The resolution would amend Senate rules on impeachment to allow a motion to dismiss articles that are not prosecuted quickly enough.

In a statement, Hawley called President Trump's impeachment "bogus" and said, "If Speaker Pelosi is afraid to try her case, the articles should be dismissed for failure to prosecute and Congress should get back to doing the people's business."

The House voted to impeach President Trump on Dec. 18, but House Speaker Nancy Pelosi has still not sent the articles to the Senate for a trial.

The resolution would let the Senate move to dismiss any articles for lack of prosecution if the articles are withheld for 25 calendar days "from the date of adoption." Any senator would be able to initiate that process. The bill has 10 Republican co-sponsors.
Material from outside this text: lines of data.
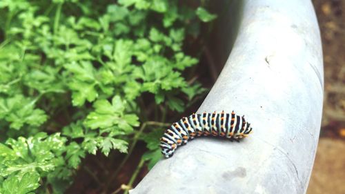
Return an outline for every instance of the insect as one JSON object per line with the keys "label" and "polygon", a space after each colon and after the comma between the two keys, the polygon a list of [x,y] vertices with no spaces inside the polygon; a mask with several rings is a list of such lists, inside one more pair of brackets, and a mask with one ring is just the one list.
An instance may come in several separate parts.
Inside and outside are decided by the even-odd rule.
{"label": "insect", "polygon": [[252,131],[250,124],[242,117],[221,113],[204,113],[183,117],[166,130],[161,138],[161,153],[167,158],[174,154],[176,148],[185,145],[189,140],[200,136],[220,136],[239,142]]}

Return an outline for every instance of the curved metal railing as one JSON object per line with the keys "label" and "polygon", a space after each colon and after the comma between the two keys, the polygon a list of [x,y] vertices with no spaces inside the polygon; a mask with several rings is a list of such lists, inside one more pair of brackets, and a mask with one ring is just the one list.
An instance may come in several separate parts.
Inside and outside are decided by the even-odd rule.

"The articles don't even allege a crime," Hawley said. "First time in American history: Impeachment of a president where no crime is even alleged in the articles, no evidence of a crime even presented. No wonder she doesn't want to have a trial."

Pelosi has said she won't send the articles to the Senate until the upper chamber shows it will hold a fair trial that includes witnesses and blocked documents. 

Former national security adviser John Bolton has already said he is willing to testify if he's subpoenaed by the Senate — even though he didn't make an appearance during the House's inquiry. Remember: Bolton was in the room when President Trump made the July phone call to Ukraine's president that led to the impeachment inquiry. 

On Tuesday, Senate Majority Leader Mitch McConnell said he has enough votes to approve the rules for the Senate trial. Those rules don't include calling witnesses initially, but he said senators could decide to call witnesses in later phases of the trial.

So, what now? Hawley's resolution needs 67 votes to pass, but the Senate currently has 53 Republicans. Hawley has suggested Republicans could bypass that rule to adopt the resolution with just 51 votes, but it's not clear if that's allowed. The resolution is aimed, in part, to pressure Pelosi to send the articles, but so far she hasn't indicated that she's ready to move any quicker.